The implementation date of the tariffs would depend on US reaction and China warned that the trade war “would then reach new heights”, reported Bakery and Snacks on 7 August.

China’s finance ministry said the import taxes would range from 5% to 25% and affected a total of 5,207 products, many of which were related to agriculture.

Products facing a 25% tariff included cocoa oil, butter and powder, confectionery processing machinery, cocoa powder, raw cocoa beans, chocolate, bread, toast, cocoa products weighing more than 2kg and various other agri and processed foods.

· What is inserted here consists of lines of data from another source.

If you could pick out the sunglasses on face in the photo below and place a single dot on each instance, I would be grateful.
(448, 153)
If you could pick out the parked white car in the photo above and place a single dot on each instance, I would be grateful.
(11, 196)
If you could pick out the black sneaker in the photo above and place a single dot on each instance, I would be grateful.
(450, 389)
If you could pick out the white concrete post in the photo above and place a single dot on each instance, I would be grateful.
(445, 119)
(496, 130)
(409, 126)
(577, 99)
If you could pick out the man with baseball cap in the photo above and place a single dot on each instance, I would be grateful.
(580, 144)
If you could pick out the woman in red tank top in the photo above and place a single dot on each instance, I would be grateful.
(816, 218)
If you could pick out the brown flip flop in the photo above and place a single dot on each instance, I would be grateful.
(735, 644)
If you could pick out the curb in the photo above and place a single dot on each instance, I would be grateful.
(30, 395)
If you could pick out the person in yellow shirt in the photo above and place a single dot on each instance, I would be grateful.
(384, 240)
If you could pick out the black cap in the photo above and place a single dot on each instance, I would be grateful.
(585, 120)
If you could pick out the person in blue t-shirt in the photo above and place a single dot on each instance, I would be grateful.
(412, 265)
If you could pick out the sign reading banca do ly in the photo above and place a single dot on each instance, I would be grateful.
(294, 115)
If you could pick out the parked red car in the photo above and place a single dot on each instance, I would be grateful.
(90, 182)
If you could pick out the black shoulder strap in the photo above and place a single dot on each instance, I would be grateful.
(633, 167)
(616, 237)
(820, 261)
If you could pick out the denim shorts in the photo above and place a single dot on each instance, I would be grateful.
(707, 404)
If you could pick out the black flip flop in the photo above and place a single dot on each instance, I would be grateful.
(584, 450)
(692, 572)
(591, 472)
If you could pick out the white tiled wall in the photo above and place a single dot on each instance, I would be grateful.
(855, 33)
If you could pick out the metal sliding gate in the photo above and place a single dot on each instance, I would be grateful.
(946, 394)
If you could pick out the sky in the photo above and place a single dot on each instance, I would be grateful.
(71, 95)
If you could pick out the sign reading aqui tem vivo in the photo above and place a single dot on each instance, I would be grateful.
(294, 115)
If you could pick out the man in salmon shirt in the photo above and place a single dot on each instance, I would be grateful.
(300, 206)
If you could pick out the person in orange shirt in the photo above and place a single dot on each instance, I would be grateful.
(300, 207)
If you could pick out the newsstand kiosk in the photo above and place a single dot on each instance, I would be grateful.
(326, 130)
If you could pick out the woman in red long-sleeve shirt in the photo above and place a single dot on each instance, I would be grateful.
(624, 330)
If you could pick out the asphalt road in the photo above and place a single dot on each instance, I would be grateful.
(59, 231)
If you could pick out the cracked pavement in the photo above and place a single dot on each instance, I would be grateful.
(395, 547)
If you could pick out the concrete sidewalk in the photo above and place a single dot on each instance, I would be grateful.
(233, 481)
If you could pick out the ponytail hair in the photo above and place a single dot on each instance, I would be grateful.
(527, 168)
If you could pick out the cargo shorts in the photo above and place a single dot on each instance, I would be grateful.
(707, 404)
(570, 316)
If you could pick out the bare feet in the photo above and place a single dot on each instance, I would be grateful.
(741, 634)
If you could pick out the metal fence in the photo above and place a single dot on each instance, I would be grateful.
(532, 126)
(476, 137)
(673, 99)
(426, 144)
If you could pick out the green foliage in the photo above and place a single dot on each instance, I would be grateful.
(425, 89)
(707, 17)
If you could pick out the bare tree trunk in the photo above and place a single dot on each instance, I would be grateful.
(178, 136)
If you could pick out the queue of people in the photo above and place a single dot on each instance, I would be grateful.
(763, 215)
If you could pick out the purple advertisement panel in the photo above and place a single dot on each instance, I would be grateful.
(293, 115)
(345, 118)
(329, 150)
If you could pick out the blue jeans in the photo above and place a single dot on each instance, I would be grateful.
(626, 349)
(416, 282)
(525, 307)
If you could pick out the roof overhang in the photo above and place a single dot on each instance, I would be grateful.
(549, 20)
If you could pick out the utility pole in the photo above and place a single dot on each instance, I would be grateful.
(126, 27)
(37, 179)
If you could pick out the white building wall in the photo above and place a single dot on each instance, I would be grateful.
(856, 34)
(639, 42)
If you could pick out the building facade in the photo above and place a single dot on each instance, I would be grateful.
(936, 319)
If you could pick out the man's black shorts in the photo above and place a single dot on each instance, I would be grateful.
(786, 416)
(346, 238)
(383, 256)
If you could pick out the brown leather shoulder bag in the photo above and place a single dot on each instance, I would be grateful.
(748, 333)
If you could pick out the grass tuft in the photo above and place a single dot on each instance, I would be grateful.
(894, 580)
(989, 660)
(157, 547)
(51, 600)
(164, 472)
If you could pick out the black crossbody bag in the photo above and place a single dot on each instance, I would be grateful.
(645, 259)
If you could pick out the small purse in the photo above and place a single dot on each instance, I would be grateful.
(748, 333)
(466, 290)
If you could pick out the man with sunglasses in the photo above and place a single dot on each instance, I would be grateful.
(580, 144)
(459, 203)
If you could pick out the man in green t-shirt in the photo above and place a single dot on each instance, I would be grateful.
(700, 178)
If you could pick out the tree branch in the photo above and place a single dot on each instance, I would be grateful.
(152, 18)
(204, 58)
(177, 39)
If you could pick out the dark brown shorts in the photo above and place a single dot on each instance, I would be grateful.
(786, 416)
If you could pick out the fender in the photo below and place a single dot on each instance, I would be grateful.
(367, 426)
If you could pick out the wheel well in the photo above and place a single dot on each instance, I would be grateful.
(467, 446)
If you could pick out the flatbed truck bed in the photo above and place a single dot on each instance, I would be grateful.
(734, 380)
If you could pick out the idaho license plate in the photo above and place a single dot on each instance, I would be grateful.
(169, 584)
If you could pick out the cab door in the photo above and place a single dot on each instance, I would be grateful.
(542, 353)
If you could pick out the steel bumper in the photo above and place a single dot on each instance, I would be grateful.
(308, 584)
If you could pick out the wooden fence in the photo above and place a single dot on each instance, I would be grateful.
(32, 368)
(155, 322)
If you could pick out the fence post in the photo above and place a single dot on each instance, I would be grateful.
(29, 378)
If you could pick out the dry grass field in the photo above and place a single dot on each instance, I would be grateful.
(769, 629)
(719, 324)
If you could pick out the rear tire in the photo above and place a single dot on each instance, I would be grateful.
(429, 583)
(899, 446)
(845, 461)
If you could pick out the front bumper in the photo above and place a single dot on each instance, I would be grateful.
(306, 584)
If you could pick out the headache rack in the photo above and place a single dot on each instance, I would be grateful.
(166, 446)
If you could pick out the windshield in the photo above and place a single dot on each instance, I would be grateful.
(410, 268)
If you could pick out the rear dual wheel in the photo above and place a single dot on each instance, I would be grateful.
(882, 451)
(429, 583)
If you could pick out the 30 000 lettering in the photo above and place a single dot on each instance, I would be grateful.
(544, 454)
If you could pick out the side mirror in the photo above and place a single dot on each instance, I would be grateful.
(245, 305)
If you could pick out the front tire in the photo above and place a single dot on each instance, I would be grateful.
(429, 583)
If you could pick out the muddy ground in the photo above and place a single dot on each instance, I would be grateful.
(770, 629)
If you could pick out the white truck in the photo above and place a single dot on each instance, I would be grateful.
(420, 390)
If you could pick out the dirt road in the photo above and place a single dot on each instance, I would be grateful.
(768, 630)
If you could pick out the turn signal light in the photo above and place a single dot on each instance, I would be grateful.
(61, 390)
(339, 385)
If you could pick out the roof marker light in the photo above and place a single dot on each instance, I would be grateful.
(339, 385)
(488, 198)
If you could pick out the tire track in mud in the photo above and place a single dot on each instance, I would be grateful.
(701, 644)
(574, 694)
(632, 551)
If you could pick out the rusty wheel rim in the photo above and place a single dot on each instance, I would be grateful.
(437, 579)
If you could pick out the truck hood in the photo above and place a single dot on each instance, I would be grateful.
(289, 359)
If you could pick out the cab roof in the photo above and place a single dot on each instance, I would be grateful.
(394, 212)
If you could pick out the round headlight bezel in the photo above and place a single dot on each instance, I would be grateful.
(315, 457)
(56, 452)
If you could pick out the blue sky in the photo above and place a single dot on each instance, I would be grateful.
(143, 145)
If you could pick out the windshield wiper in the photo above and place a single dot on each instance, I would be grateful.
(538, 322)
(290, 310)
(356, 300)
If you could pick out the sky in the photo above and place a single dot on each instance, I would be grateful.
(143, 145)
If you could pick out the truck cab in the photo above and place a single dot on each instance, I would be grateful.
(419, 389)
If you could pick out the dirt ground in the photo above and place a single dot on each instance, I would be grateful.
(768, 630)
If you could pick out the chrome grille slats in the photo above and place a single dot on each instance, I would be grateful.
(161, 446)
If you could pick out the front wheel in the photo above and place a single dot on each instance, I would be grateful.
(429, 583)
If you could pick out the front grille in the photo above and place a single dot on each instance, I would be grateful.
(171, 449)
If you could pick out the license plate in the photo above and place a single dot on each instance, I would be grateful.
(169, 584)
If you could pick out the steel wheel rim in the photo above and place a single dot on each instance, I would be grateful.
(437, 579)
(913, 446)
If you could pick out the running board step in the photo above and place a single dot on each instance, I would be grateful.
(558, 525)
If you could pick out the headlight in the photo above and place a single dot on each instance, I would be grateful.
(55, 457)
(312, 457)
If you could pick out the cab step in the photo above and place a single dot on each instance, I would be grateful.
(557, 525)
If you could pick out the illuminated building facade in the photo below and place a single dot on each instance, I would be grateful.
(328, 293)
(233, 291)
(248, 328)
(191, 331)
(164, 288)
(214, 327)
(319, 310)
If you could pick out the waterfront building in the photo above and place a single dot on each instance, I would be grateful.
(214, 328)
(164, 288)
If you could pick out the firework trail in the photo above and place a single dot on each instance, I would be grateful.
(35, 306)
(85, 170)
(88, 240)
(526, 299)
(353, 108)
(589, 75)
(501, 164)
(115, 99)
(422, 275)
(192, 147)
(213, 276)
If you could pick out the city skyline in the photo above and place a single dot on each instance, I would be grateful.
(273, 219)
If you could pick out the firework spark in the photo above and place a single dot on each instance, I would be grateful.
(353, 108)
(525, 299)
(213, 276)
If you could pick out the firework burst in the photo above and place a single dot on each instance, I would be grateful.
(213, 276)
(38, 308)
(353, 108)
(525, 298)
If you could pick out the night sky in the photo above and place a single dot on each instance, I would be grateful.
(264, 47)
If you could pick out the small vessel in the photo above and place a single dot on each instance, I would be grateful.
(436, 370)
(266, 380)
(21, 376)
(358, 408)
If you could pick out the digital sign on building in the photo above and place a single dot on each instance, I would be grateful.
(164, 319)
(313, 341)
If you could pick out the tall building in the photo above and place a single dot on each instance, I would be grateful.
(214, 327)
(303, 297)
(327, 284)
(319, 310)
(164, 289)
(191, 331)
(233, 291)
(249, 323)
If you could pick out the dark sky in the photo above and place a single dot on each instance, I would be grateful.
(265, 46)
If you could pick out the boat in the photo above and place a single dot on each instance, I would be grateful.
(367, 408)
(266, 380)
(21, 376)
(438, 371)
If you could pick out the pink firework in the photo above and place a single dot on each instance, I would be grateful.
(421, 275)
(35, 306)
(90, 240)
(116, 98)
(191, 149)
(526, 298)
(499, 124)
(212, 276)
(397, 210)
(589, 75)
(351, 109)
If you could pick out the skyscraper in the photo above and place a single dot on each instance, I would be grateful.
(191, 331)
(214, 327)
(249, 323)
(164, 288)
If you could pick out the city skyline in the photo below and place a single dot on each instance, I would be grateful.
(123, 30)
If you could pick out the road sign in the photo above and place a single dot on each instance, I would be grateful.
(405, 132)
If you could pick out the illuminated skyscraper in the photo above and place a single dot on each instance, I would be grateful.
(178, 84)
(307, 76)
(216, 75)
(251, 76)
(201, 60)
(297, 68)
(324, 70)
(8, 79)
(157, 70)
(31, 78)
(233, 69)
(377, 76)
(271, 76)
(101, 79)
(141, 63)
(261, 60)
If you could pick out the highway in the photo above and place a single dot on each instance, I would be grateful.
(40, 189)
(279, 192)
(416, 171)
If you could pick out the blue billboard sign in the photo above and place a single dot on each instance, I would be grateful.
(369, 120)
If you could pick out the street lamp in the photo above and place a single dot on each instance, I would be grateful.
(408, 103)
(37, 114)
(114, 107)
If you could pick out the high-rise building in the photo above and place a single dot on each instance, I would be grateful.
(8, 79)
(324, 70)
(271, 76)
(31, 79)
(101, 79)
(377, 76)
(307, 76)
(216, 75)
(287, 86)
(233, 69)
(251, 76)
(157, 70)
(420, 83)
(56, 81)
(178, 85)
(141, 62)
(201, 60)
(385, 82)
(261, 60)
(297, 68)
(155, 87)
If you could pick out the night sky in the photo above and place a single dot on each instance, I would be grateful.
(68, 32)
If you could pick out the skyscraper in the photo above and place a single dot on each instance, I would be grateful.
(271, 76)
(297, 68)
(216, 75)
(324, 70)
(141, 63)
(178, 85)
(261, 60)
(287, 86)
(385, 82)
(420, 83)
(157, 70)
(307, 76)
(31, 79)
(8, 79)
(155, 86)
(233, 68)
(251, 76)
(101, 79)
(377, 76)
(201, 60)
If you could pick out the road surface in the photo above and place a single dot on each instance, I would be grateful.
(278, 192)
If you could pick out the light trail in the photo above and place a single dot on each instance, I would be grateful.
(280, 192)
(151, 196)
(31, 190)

Flax seeds, confections without cocoa, baked goods, pastry dough, sausages, caramel and gum were included in the category facing 20% tariffs.

In the 10% category were, among other, palm nuts, peanut butter and sugar-added cocoa powder, while xylitol was facing a 5% tariff.

Despite the tariffs, US consumer packaged goods (PCG) companies said they had not yet been “unduly affected” by the escalating trade war between China and the USA, according to Bakery and Snacks.

Hershey spokesman Jeff Beckman said the firm was watching the issue closely but did not expect China’s tariffs to have a significant impact on its business.

“We do not export products made in China to the USA and most of the products we sell in China are made in China or in the region. Most of the products we sell in the USA are made at one of our eight US manufacturing plants,” Beckman explained.

Mars Wrigley said the company was disappointed to see new trade barriers coming into force.

“We support the rules-based trading system promoted by the World Trade Organization, supplemented by free trade agreements. Any new tariffs effectively result in a tax on manufacturers, farmers and ultimately consumers,” a Mars spokesperson said.